Generally, there do not seem to be any substantial gender differences or differences between individuals living in urban or rural areas. The latter is especially surprising, as one would expect that it is more difficult for patients to find a new GP in rural areas. One possible explanation is that differences between urban and rural areas are irrelevant in the extensive margin. Even though patients face longer driving times in rural areas, they might still manage to attend appointments. However, they might prefer (or are able) to make fewer visits to their new GPs because of the distance. This explains why we see differences in the intensive margin, the number of GP visits per quarter (see Table S13). In contrast, age appears to be an essential factor, with older individuals having higher levels of healthcare utilization after the exit. This could be due to a higher healthcare elasticity of younger relative to older individuals, which could arise as the implicit price for healthcare utilization increases because of the exit (in the form of decreased accessibility). A split by comorbidities also supports this, as comorbid individuals have a lower healthcare elasticity. Considering the differences between leaving GPs who work in a group practice versus those working in a single practice, there do not appear to be differences in GP utilization. In contrast, patients of single‐practice physicians are referred to specialists and hospitals more often after the exit. Table S18 supports the idea that fuller practices after the exit contribute to the reduction in GP visits. Patients whose new GP treats more patients than the leaving GP are three percentage points less likely to visit a GP, compared to 1.5 percentage points for patients who see GPs with fewer patients. Patients in group practices are more likely to receive ACE inhibitor prescriptions. This might be explained by the fact, that younger GPs prefer to be employed in group practices and are more likely to prescribe according to recent medical knowledge.
5.2.1. Robustness
We test for several types of robustness. In Figure A9, we provide results for different model specifications using our main outcome variable of any GP visit in a given quarter. Figure A9a is the main specification as used before. In Figure A9b, we use fixed effects for the leaving physician (instead of individual fixed effects). In Figure A9c, we also include all individuals older than 80 in 2010 (and surviving until 2019) in the estimation. In the main specification, we use only those individuals who are continuously insured from 2010 to 2019. We drop this restriction in Figure A9d, only conditioning on observing individuals from Event Times to 12. We thereby include individuals who die or leave the insurance during the observational period. In Figure A9e, we include individuals whose GP exits in the last quarter of 2019 as a control group. Descriptive statistics for this sample can be found in Table S21. We set event time as the reference period for the whole group. We do not use this specification as our main specification because using the not yet treated as a control group might bias the estimates as this may be selective regarding unobserved trends (violating the common trend assumption). We include individuals switching their GP up to three quarters before their GP resigns (Figure A9f). Lastly, Figure A9g presents results for patients whose GPs exit from 2013 to 2016, allowing to extend the pre‐event period to 12 quarters before the exit. All in all, none of the results differed meaningfully from our main specification. Thus, we conclude that the restrictions we used to define our main estimation sample did not significantly impact our results.

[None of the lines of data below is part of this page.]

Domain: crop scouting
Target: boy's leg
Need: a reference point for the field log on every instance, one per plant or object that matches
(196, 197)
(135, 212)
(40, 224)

Figure A10 checks whether our results suffer from the potentially adverse consequences in two‐way fixed effects models (which may use already treated units as an implicit control group). For event study estimators, Sun and Abraham (2021), among others, draw attention to this important source of bias. We present estimates for our baseline model as described above (for computational purposes, we first aggregated the data on the quarter GP level) for the imputation estimator following Borusyak, Jaravel, and Spiess (2023), and for the approach described by Sun and Abraham (2021). 11 In Figure A10a, we use our main specification without including a control group, while Figure A10b includes the same control group as Figure A9e. Although there are some minor differences between the estimates of the treatment effects, we argue that the more sophisticated estimators still virtually lead to the same interpretations as our baseline model.
6. Conclusion
We study the impact of a disruption in the patient‐physician relationship induced by GPs leaving the profession (for whatever reason). As we have argued, this causes a potential trade‐off. On the one hand, depending on the healthcare system, primary care accessibility is reduced, as all patients need to search for a new GP. On the other hand, finding a new GP may have beneficial consequences for healthcare quality: they are likely younger and, therefore, more informed about more up‐to‐date medical guidelines.
Our results show that the closure of a GP practice has a significant and long‐lasting negative impact on the probability of seeing a GP. At the same time, the effects on the number of visits and costs for GP services are less pronounced. There is evidence on substituting GP services with specialist and hospital services. However, this is only the case in the short run, and whether the extent of this substitution is large enough to make up for the reduction in primary care is questionable. This is further supported by the results for hospitalizations with ambulatory care‐sensitive conditions, which reveal a substantial and persistent negative impact of practice closures on patients. We observe an essential decrease in diagnoses of chronic conditions, suggesting that disruptions may have adverse consequences for the efficiency of the healthcare system. These negative consequences may ultimately be caused by fewer primary care visits, which in turn cause reduced diagnostic testing. Primary care may be reduced as the stock of patients of the new GPs is larger, preventing GPs from building good professional relationships with their patients.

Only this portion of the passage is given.